A special committee of Station Casinos board of directors recommended late Tuesday that the company refuse demands by some creditors to recharacterize a master lease used to help fund the buyout tied to four casinos to a creditor status. Any attempts by creditors to do so will be unsuccessful and costly to the company, according to a filing in the bankruptcy court in Reno.
Some creditors have wanted the lease recharacterized as an unsecured debt and payments on the lease stopped.
As part of Station Casinos’ 2007 buyout, the company agreed to lease four casinos — Red Rock Resort, Sunset Station, Palace Station and Boulder Station — for $250 million per year from a subsidiary holding $2.5 billion in debt. Before the bankruptcy filing, part of the $250 million payment was used to pay debt, with the excess cash returning to the parent company.
“Based on its conclusion, the (committee) recommends that the company refuse the demand by the creditors’ committee to consent to an action seeking to recharacterize the master lease as a disguised secured financing,” Tuesday’s filing read.
“The (committee) further recommends that the company refuse any other demand to commence or authorize an action to recharacterize the master lease. Under the facts and circumstances of this case, the (committee) believes that any litigation seeking to recharacterize the master lease would be unsuccessful, inappropriate, and a waste of resources of the company’s bankruptcy estates.”
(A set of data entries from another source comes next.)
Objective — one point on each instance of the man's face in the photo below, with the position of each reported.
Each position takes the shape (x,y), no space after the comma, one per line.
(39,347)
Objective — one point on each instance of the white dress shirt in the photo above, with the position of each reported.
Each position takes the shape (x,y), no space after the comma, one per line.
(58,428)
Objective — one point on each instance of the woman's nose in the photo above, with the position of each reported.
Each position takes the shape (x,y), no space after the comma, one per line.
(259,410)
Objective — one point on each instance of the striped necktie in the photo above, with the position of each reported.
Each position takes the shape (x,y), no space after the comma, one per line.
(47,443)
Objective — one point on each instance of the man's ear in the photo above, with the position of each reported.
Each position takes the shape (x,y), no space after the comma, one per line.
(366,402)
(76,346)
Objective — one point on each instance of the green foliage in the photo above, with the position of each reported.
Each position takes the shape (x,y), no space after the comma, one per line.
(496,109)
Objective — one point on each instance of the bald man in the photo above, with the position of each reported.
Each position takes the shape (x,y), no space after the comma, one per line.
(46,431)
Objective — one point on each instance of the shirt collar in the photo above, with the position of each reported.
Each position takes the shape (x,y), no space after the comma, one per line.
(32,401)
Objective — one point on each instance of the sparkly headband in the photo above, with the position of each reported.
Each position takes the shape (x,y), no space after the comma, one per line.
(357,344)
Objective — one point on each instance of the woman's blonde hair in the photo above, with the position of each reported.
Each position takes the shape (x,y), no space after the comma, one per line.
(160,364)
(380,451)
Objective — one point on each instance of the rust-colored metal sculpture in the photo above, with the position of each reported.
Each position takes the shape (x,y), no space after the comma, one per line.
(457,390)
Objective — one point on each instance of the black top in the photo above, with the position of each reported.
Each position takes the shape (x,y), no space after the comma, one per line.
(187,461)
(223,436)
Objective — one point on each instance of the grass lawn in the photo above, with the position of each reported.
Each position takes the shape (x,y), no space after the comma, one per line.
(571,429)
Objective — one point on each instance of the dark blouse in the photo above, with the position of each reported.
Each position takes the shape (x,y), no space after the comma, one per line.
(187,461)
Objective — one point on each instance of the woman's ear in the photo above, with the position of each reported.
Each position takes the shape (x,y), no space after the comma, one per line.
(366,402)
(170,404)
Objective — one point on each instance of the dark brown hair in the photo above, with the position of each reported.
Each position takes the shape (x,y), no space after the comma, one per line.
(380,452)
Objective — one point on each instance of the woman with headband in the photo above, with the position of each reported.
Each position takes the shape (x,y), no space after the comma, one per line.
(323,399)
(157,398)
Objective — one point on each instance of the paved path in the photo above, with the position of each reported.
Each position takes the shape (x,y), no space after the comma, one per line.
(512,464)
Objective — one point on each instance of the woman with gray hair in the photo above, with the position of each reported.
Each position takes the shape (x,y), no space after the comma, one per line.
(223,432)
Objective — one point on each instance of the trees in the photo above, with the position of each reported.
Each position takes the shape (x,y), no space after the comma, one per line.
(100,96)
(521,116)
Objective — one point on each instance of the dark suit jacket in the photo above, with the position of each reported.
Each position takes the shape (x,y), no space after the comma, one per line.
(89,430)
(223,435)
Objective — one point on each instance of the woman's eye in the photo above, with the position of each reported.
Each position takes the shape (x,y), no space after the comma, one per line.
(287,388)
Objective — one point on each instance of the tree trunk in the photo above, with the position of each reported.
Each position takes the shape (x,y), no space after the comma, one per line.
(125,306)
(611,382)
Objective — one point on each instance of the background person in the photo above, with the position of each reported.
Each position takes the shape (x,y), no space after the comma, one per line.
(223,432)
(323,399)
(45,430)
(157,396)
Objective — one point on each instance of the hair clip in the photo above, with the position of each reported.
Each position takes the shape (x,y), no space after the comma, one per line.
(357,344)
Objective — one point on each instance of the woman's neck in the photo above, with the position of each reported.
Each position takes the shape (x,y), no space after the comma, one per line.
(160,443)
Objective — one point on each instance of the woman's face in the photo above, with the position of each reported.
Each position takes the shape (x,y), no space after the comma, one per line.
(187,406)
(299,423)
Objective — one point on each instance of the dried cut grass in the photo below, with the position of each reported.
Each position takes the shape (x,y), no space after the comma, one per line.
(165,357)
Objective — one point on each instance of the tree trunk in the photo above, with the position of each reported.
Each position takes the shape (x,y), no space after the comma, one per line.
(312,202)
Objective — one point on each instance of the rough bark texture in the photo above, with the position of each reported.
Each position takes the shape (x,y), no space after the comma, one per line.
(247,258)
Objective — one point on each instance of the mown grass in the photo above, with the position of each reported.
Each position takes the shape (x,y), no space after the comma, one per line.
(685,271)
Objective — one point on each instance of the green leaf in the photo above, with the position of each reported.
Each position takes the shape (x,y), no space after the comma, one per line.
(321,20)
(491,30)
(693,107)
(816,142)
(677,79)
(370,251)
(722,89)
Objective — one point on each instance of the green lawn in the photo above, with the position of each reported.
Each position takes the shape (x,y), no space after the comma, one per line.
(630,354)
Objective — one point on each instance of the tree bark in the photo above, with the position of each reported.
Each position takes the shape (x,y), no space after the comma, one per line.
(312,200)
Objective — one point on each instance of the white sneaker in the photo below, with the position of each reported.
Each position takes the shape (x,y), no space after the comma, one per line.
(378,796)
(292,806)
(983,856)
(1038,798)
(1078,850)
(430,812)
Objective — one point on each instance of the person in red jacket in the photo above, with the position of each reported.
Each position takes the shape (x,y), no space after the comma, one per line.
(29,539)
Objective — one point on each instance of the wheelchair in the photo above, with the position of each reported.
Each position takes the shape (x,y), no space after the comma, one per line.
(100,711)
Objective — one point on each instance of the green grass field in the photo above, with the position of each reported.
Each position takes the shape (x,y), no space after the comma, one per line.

Judge Gregg Zive approved a new lease agreement for four hotel-casinos Dec. 11, reducing Station Casinos’ monthly rent payments of nearly $23 million through February, giving the gaming company and its lenders more time to negotiate a restructuring plan.
If new agreements and a restructuring plan are not prepared by March, Station Casinos could lose control of Red Rock Resort, Sunset Station, Boulder Station and Palace Station to the lenders or another buyer who is not properly licensed.
The special committee’s report will be presented to the court during the Jan. 25 hearing.
The committee involved Station’s independent director James Nave, and two outside members not involved with the company or the buyout.
In September, the committee found the economic failure of the company’s $5.7 billion buyout was due to the economic downturn and not any inappropriate action by anyone involved in the buyout.
Also, the special committee’s legal counsel, Squire, Sanders & Dempsey, filed an application with the court for payment of $708,286 in legal fees and $43,915.44 in expenses.